Jesus manifested this facet of love all the way to death and back.
Long-suffering.
What in my life causes me to suffer?
Nothing.
I honestly cannot think of any trouble so great in my life that causes me to come close to what I would define as suffering.
When I think about the people I have met along this journey, the children I have seen living on the streets in the Philippines, the single mothers barely able to feed their children in Africa, women subjected to sexual slavery and abuse in Thailand….can I say that I suffer?
I am sobered and humbled at this thought.
I do not really have any words as I sit here and meditate upon the sufferings of Christ and the suffering of so many in this world.

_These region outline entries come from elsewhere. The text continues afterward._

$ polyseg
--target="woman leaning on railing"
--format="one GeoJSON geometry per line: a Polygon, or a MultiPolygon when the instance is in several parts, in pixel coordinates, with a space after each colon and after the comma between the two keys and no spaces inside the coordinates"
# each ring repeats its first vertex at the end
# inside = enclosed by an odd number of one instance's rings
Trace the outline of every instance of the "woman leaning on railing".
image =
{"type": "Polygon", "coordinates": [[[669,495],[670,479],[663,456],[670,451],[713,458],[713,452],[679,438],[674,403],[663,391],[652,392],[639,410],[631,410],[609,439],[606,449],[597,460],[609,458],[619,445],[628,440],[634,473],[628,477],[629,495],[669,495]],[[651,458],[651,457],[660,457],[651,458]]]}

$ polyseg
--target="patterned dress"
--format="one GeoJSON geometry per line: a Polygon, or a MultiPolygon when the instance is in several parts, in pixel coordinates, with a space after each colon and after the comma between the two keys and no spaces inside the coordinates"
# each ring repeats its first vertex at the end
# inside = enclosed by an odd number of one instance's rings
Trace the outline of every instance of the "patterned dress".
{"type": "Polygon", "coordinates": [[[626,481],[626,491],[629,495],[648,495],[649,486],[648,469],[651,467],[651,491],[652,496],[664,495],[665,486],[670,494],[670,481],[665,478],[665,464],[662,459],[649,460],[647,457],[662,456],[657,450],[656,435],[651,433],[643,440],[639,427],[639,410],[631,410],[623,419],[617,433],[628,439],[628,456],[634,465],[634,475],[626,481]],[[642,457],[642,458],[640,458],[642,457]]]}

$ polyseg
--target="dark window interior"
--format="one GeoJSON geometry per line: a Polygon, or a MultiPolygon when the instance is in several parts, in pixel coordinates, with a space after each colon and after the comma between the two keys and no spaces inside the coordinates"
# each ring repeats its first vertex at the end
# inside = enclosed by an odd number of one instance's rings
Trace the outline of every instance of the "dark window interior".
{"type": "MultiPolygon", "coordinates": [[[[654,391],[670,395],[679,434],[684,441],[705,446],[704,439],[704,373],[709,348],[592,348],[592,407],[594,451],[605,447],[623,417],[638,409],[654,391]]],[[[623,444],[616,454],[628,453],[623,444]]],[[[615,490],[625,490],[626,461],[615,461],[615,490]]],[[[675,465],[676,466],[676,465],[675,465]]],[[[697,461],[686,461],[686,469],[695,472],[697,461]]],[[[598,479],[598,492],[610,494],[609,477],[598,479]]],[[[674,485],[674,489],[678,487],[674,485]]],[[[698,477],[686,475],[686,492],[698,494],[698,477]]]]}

These people, these single mothers, these bar girls, they suffer for their loved ones.
They subject themselves to hard situations, unbearable conditions, horrible treatment for their children, their families.
They risk themselves, put their lives on the line to provide a life for the ones they so dearly love.
Is this not the love of God?
Long-suffering.
Who do I suffer for?
Who do I so love that I would lay down my own comfort, dignity, well-being for?
Do I even love God this way?
Am I willing to be bruised for His will?
Am I willing to follow Him into harm?
I mean, real hurt. Real danger. Real darkness.
Do I love Him so much that I would risk it all?
I now understand Paul when he talks about fellowshipping with Christ in His suffering.
Knowing Christ, even in His pain, should be enough for me.
I desire all of Christ, including His suffering, just so I can know Him more.
I so desire to love the way God loves.
Even to death and back, the way Jesus loved me on the cross.
I pray that the Lord would continue teach me what true love is, whatever it may cost me.